The million dollar question is though: Do I WANT our MG to work? I have my doubts about this, as I have not felt very optimistic about us in a very long, long, while. Even before my EA..things were not good at all between us-and never really were.
So I am left with the question: Are we just not meant to be together? That what is holding me back from fully engaging into rebuilding my MG. Sometimes I think I want to experience single life, and to be on my own ( I have been in or out of a serious R since I was 15 yrs old.) Part of my wants to experience being alone with no R issues and baggage to deal with. I am jus burned out and exhausted honestly-and have nothing left to put into this MG other that what I have been.
It is probably right-that part of me that wants C with XOM is the part that wants to know that I meant something to him. He has not made any attempt to contact me directly at all, so I think..he probably has just forgotten about me, and it cheapens the whole thing I thought we had. I see myself as a very insightful and intuitive person, and I really felt there was some kind of connection there-being that sex or physical contact never occured-it was strictly emotional..which is probably harder to get over that if we had just had casual sex and moved on.
Re: Need advice-still can't get over my Emotional Affair!!
Quote:
So I am left with the question: Are we just not meant to be together?
It hard to answer this flower, I don't believe in marriage at all costs however I do say give it a fair shake. In your case because your mind is on the OM you are not giving it the best of you.
Your innermost thoughts are on someone else and by that so are your emotions this in turn is depriving you and your husband of the best opportunity to recover your marriage.
Often in private conversation I advise the wayward to learn to dislike the OM, to see then as they are: a predator on the marriage, as a person willing to break a marriage for their own selfish gain, a person willing to hurt their children. In some cases it helps in others not.
Re: Need advice-still can't get over my Emotional Affair!!

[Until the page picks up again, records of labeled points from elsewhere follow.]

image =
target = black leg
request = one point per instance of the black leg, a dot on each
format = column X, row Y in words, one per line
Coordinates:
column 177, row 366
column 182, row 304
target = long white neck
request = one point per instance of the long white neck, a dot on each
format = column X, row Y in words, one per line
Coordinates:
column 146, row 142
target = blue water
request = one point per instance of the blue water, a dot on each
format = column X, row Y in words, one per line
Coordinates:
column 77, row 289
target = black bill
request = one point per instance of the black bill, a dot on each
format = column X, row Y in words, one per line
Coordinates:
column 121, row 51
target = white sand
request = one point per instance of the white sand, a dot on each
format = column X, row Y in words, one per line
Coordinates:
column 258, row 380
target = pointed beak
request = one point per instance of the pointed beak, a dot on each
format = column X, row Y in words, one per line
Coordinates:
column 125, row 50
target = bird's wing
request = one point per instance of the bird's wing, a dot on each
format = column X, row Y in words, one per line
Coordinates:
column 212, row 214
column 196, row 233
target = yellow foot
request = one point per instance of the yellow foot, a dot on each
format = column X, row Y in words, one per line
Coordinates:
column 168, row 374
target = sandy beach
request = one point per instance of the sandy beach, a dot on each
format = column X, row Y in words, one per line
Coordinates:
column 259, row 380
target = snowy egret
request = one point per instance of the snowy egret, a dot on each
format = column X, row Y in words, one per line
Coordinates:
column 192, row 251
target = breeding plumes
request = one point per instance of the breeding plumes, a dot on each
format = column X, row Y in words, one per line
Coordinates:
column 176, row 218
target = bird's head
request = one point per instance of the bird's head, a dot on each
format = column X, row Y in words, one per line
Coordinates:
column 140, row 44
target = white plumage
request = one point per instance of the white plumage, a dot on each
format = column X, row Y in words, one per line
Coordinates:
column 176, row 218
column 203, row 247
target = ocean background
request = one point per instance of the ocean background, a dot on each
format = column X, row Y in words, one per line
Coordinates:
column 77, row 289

my partner of 11yrs has being having an emotional affair i at first thought it was just a friendship but after a while i got a gut feeling that something just wasnt right, he started staying out late and then staying out all night coming home at 9-10am when i questioned him about this he said that this other person was just a good friend going through a bad patch and that he enjoyed her company........... oh yeah and another thing he said was that people needed other friends in their life and not just their partner there was no reasoning with him it was just like this person was a stranger to me, i asked was he having an affair only to be told .. no way dont be stupid we are just good friends.. i have friends company that i enjoy but dont stay out all night i told him there was and still is no reasoning if i said anything about this other woman he goes on the defensive about her and im like DUH whats going on here, anyway i gave him the choice of coming home as normal or going to meet his friend and arriving home at whatever time, it didnt work he still stayed out so i told him to leave, we have been seperated for 1mth now i have so many emotions running around in my head , hurt, betrayal, denial, anger, rage, anxiety, totally unsure and a lot more that i cant put into words, this person that has shared 11yrs of my life is like a total stranger and all because of a FRIENDSHIP or so i have been told only a friendship, at the moment i am totally devastated and am feel on the outside of this world looking in
Re: Need advice-still can't get over my Emotional Affair!!
marcat...order the book "surviving an affair" by Harley it gives you some pointers on what to do. In the interim go to the doctor , get some meds as the next step for most betrayed spouses is depression.